EDIT-2: After hours of research and almost every odata related link on google turning purple, I found out that the concept of 'deep-inserts' (link) exists in the OData specification. So after all, what I'm doing should work, even without the links. Does anyone know how to enable this on the Microsoft OData client? Are there any other OData clients out there that support that concept?
EDIT: Maybe this is the wrong approach, so please tell me if I'm doing it totally wrong. Not being able to save is really blocking our progress!
I have an issue with OData v3. I have a class Associate
that has a required Address
. When I try to POST a new Associate, it fails due to the Address
property being null (EF6 throws DbUpdateException with foreign key violation). My Associate
class looks like this:
public class Associate
{
public int Id { get; set; }
[Required, StringLength(100)]
public string Name { get; set; }
[Required, StringLength(50)]
public string Role { get; set; }
public bool IsMailReceiver { get; set; }
public bool IsLegalRepresentative { get; set; }
[ForeignKey("AddressId")]
public virtual Address Address { get; set; }
public int AddressId { get; set; }
}
I use the Microsoft OData client, and try to add the associate in the following way:
var associate = new Associate { /* ... */ };
context.AddObject("Associates", associate);
context.AddObject("Addresses", associate.Address);
/* UI fills associate data */
context.SetLink(associate, "Address", associate.Address);
context.UpdateObject(associate);
context.UpdateObject(associate.Address);
/* at this point the associate has the address set! */
context.SaveChanges(); // << Exception
On the server, in the controller, the Associate arrives without the foreign key, however. When I inspect the POST request with Fiddler, I see why:
{
"odata.type" : "xxx.Data.Entities.Associate",
"AddressId" : 0,
"Id" : 0,
"IsLegalRepresentative" : false,
"IsMailReceiver" : false,
"Name" : "John Doe",
"Role" : "Father"
}
The address is not transmitted, even though the generated class on the client has an Address
property.
How can i solve this problem?
I too could not find any information about this - it really feels like an issue in OData. Here is how I managed to get it to work.

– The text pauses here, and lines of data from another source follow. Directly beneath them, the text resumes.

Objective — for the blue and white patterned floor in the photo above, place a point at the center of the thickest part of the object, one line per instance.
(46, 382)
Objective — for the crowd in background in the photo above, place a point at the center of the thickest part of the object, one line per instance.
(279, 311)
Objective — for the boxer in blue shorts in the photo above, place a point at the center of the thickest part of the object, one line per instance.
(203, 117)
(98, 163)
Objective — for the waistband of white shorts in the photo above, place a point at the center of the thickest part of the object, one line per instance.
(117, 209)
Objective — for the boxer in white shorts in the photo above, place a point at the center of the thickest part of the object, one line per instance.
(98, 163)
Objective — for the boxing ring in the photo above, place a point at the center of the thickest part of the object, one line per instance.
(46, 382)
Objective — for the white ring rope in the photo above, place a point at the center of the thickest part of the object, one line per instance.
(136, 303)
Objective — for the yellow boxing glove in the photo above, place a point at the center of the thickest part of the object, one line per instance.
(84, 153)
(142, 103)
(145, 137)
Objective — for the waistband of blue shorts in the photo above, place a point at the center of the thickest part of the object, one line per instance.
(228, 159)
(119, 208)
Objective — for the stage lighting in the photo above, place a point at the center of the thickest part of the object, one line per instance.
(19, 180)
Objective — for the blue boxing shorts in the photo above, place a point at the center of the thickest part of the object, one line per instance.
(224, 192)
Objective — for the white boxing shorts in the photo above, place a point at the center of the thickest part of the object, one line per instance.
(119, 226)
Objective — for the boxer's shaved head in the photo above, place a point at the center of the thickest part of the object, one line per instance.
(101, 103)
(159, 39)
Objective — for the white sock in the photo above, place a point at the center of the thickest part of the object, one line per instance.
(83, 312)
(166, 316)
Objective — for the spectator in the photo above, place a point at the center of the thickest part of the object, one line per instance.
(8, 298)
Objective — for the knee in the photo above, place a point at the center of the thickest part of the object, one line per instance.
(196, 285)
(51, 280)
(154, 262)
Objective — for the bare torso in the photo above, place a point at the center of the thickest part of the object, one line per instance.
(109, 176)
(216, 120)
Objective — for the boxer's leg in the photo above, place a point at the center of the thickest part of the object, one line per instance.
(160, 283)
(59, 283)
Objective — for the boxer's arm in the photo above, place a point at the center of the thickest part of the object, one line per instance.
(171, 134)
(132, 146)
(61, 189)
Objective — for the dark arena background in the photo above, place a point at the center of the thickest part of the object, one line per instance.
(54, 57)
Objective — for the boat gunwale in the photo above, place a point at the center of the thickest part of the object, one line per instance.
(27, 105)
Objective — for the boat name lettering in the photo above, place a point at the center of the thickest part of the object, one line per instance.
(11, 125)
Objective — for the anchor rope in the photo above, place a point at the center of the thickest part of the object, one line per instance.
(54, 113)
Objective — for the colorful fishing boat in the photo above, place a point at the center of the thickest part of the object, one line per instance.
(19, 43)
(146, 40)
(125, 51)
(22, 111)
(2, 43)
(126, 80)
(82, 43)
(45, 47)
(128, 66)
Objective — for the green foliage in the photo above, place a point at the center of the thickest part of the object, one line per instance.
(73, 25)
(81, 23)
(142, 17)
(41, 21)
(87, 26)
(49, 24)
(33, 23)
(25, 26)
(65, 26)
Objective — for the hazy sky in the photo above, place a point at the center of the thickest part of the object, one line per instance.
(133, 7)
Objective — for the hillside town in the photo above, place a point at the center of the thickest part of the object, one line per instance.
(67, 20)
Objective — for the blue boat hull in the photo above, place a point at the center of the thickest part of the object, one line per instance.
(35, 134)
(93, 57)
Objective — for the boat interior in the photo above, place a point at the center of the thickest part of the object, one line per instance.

Define the foreign key explicitly
class Student {
public int TeacherId { get; set; }
[Required, ForeignKey("TeacherId")]
public virtual Teacher Teacher { get; set; }
}
When performing the insert, fetch the related record and fix the model state:
public IHttpActionResult Post(Student student)
{
student.Teacher = this.db.Teacher.FirstOrDefault(i => i.TeacherId == student.TeacherId);
if (student.Teacher != null)
{
this.ModelState.Remove("student.Teacher");
}
if (!this.ModelState.IsValid)
{
return this.BadRequest(this.ModelState);
}
}
So from then on to post a Student, you ignore the Teacher field and just post with TeacherId.
I haven't tested this with the OData client, but I can't think of why this wouldn't work. You will just have to use the Id field rather than the object.